Characters are loaded up with abilities and skill trees, and it’s not nearly as intrusive or as busy as it could have been. Many of those skills are actually pretty fun to use and easy to trigger, and I found myself changing Bat-people often to see how everyone else handles. There’s a bit of a disconnect here with the encounters: particularly how many enemies can feel spongey without putting up too much of a fight. As is the case with prior Arkham games boss fights can be a bright spot, but there simply aren’t enough of them.
Where things go wrong is basically all of the other collectibles, which are rote “crafting” reagents or slow-drip cosmetic unlocks. The big red flag is collecting “clues” from enemies in the form of arcadey vacuumed pickups, which can trigger new leads. I don’t know about y’all, but I don’t want to spend copious amounts of time “chasing leads” and interrogating criminals. I just want to go from mission to mission like the old Arkham games and do my thing.

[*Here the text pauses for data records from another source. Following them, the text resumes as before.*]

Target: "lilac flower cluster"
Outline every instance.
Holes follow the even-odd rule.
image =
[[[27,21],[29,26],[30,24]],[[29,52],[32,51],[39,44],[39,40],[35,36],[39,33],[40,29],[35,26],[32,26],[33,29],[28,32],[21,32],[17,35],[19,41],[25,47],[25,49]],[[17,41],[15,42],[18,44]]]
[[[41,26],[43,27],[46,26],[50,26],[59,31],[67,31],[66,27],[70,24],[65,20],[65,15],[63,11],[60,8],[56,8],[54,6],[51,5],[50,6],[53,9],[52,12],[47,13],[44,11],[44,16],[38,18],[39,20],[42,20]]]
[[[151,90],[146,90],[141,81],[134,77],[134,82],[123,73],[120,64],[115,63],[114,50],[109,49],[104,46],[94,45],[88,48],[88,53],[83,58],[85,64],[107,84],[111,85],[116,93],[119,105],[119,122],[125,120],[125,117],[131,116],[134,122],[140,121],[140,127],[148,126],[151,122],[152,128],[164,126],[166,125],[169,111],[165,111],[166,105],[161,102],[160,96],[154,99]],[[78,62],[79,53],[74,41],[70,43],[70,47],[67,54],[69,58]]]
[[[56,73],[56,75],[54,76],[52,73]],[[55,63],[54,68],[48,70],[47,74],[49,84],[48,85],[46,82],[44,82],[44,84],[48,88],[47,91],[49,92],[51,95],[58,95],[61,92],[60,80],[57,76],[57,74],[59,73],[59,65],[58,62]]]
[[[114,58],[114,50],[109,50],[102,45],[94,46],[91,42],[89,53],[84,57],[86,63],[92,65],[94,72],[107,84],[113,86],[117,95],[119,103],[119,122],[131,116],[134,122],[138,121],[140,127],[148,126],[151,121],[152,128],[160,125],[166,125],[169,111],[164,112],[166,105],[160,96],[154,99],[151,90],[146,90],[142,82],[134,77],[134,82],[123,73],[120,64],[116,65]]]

Once you’re playing the actual missions themselves, things do pick up. It’s fun to zoom around the city, and missions are relatively bite-sized, broken up into multiple interludes that all play into a chapter-based system. Not all the beats hit, and not everything comes together, but you do get the sense that you’re chipping away at a mystery, and the parts that involve the team itself are often insightful.
I couldn’t help but see many of the same mistakes as the DCEU’s Justice League film, though: in the sense that so much was rushed, and so much was jammed in without the proper amount of development. The events that unfold in this game almost feel like it could have been a trilogy, with Batman mentoring some of the squad in the first game, relying on them more in the second game, and then you spring the “Batman is dead” gimmick. If you don’t already care about these characters, a lot of the nuances will probably bounce off you: justifiably so. Too many factions are crammed into this narrative when each of the major players could have carried a single entry.

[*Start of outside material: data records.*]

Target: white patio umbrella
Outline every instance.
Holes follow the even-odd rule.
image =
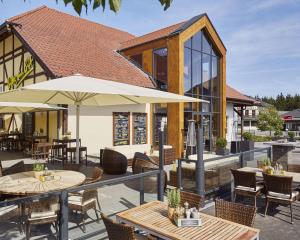
[[[108,106],[121,104],[203,102],[159,90],[73,75],[28,85],[0,94],[2,102],[36,102],[76,106],[76,161],[79,161],[80,106]]]
[[[25,113],[65,109],[49,104],[25,102],[0,102],[0,113]]]

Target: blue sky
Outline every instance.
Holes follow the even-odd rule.
[[[76,15],[63,0],[3,0],[0,21],[40,5]],[[123,0],[117,14],[102,10],[83,18],[135,35],[206,12],[227,48],[227,83],[245,94],[300,93],[300,0]]]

I wouldn’t say that the map that’s presented in Gotham Knights is authentically Gotham, but it’s not a bad open world setting either. There are plenty of opportunities to zip through with various grappling hooks, and although the map itself is too busy, it also means that you can reasonably wander around and find stuff to do randomly. Fast travel points and a vehicle that can be summoned nearly anywhere also add to the convenience of getting around.

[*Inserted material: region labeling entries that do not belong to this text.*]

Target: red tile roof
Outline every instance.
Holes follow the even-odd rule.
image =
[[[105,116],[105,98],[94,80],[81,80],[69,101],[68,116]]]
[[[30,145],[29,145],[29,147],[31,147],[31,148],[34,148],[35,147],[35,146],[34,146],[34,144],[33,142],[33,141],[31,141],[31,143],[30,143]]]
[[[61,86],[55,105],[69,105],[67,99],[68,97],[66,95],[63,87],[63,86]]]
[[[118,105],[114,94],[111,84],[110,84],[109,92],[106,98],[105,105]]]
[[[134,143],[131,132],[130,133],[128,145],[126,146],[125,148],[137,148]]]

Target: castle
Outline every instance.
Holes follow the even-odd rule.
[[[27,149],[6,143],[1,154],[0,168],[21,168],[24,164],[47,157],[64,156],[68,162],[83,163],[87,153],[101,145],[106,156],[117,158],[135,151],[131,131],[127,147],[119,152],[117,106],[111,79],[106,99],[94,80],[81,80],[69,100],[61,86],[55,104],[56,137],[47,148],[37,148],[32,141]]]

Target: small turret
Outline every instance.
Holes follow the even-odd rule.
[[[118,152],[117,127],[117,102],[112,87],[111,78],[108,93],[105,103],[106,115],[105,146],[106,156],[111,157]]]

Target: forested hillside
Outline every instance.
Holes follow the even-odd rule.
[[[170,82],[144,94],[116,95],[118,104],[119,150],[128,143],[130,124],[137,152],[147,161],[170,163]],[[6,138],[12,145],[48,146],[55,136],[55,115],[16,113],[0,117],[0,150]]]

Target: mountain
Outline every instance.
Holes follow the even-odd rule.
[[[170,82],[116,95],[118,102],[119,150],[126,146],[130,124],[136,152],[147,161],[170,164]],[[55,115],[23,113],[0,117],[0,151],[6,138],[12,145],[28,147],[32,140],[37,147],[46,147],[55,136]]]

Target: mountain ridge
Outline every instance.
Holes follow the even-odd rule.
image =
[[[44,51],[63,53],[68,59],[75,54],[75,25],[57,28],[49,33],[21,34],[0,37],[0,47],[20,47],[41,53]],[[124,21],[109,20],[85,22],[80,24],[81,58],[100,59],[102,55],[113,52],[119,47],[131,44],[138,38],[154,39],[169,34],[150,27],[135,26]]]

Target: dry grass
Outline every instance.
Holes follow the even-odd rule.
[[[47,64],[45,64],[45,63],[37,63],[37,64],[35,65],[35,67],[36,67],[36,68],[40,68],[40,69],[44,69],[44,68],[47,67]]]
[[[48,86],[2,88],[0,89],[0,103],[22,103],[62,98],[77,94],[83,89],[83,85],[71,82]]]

Going along with the live service theme, the core game has two player support, and there’s also a four player side mode called Heroic Assault. At this point, I’ve been able to try two player co-op many times (mostly through the instant hop-in feature), and it was often a riot. In one session, I spent some time with another person who also played Red Hood (you can double up), who yelled, in character, “you want some?!” every time we would get into a skirmish. Then there’s the co-op partner who didn’t realize I was in their game for a solid 30 minutes, despite following them the entire time. It was seamless, and when I was done, I could hop back into my game quickly. If you’re interested in co-op at all, you’ll definitely want to jump in with someone you know (perhaps on a deep sale or when the game is eventually part of some promo) to get the most out of it; but I see where the team was going with it.
After playing Gotham Knights, I couldn’t shake the feeling that a lot of it had the air of an Arkham-verse fan game. While there is something there, you can almost reach out and touch the design-by-committee elements and witness the souls of some of the developers leaving their bodies. If you’re looking for another “Open World: The Game,” this one has you covered.
[This review is based on a retail build of the game purchased by the reviewer.]